Trump attempt at a coup to be a focus of U.S. House hearings, lawmaker Raskin says

(This April 18 story refiles to correct identification in paragraph 3 to Climate One radio program from National Public Radio)

By Richard Cowan

WASHINGTON (Reuters) – Then-President Donald Trump attempted a coup on Jan. 6, 2021, and that will be a centerpiece of committee hearings in Congress next month, said Democrat Jamie Raskin, a committee member who led the prosecution of Trump’s second impeachment.

On that day in 2021, Trump supporters stormed the U.S. Capitol building, encouraged by the Republican president in a speech outside the White House to protest formal congressional certification of Democrat Joe Biden’s victory over Trump in a November 2020 election.

“This was a coup organized by the president against the vice president and against the Congress in order to overturn the 2020 presidential election,” Raskin said in an interview with Reuters, Climate One radio program and The Guardian newspaper, when asked what he has learned so far from the committee’s probe.

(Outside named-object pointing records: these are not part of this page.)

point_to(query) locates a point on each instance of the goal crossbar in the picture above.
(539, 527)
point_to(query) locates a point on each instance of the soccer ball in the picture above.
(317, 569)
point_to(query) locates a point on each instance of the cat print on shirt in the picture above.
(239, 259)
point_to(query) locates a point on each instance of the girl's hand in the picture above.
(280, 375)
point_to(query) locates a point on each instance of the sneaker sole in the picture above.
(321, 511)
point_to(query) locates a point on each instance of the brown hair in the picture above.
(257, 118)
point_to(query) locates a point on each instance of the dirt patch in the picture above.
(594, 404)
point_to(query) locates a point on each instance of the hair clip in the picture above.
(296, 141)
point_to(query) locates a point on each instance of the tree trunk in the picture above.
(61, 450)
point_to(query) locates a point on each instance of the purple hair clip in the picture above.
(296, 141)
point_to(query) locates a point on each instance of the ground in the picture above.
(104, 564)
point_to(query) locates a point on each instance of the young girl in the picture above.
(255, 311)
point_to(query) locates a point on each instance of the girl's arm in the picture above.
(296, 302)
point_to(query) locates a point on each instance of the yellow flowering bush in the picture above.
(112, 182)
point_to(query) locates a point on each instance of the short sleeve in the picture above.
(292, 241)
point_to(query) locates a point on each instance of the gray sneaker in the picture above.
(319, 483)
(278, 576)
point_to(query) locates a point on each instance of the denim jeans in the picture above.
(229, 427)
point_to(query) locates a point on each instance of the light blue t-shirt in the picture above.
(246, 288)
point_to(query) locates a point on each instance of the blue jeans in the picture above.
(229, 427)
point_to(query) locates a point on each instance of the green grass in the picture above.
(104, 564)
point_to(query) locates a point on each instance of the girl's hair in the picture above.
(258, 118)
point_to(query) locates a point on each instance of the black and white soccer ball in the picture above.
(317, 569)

U.S. Representative Bennie Thompson, who chairs the special House of Representatives committee organized by Democrats to look into events leading up to the Jan. 6 assault, has told reporters he expects public hearings to resume in May.

“We’re going to tell the whole story of everything that happened. There was a violent insurrection and an attempted coup and we were saved by (then-Vice President) Mike Pence’s refusal to go along with that plan,” said Raskin, a member of the House special committee.

It was unclear whether Raskin, during the interview, was expressing only his thoughts or the thinking also of fellow lawmakers serving on the special committee made up of seven Democrats and two Republicans.

In July 2021, a new book said senior uniformed military leaders had been concerned about a potential coup, but in a statement then Trump said he had never threatened or spoken to anyone about a coup.

Shortly after organizing last year, the House panel held an initial hearing with testimony from four police officers who said they were beaten and taunted with racial insults as they tried to defend the Capitol from attackers.

The violence capped months of Trump arguing the election had been stolen from him through massive voter fraud, a claim he still asserts despite its rejection by numerous court rulings, Trump’s own Justice Department and recounts sanctioned by his fellow Republicans.

‘TO SEIZE THE PRESIDENCY’

Raskin said the hearings will lay out for the public the steps the former president and his associates took to try to stay in power despite a clear-cut defeat.

Had the rioters succeeded in preventing the certification, Raskin said, Trump “was prepared to seize the presidency” and likely declare martial law.

He said the committee had yet to decide whether to try to seek testimony from Trump or Pence. Every four years, the vice president is charged with overseeing the formal count in Congress of presidential elections.

Pence rejected pleas to set aside the November 2020 result, which would have paved the way for the House of Representatives to in effect conduct a second election, with Republicans holding an advantage that could have installed Trump for a second term.

The attack left four people dead on Jan. 6. One Capitol Police officer who fought with rioters died the next day. About 800 people have been charged with crimes relating to the attack.

The House panel has collected more than 100,000 documents, with investigators conducting more than 800 interviews, according to lawmakers.

“We don’t have a lot of experience with coups in our own country and we think of a coup as something that takes place against a president,” Raskin said.

But Jan. 6, 2021, was different, he said, because it did not involve the military or other faction attacking the president.

“It’s what the political scientists call a self-coup … it’s a president fearful of defeat, overthrowing the constitutional process,” Raskin said.

The House of Representatives twice impeached Trump, the second time following the Capitol assault. The U.S. Senate acquitted Trump both times. At political rallies since then, the former president has dropped hints he might run again in 2024.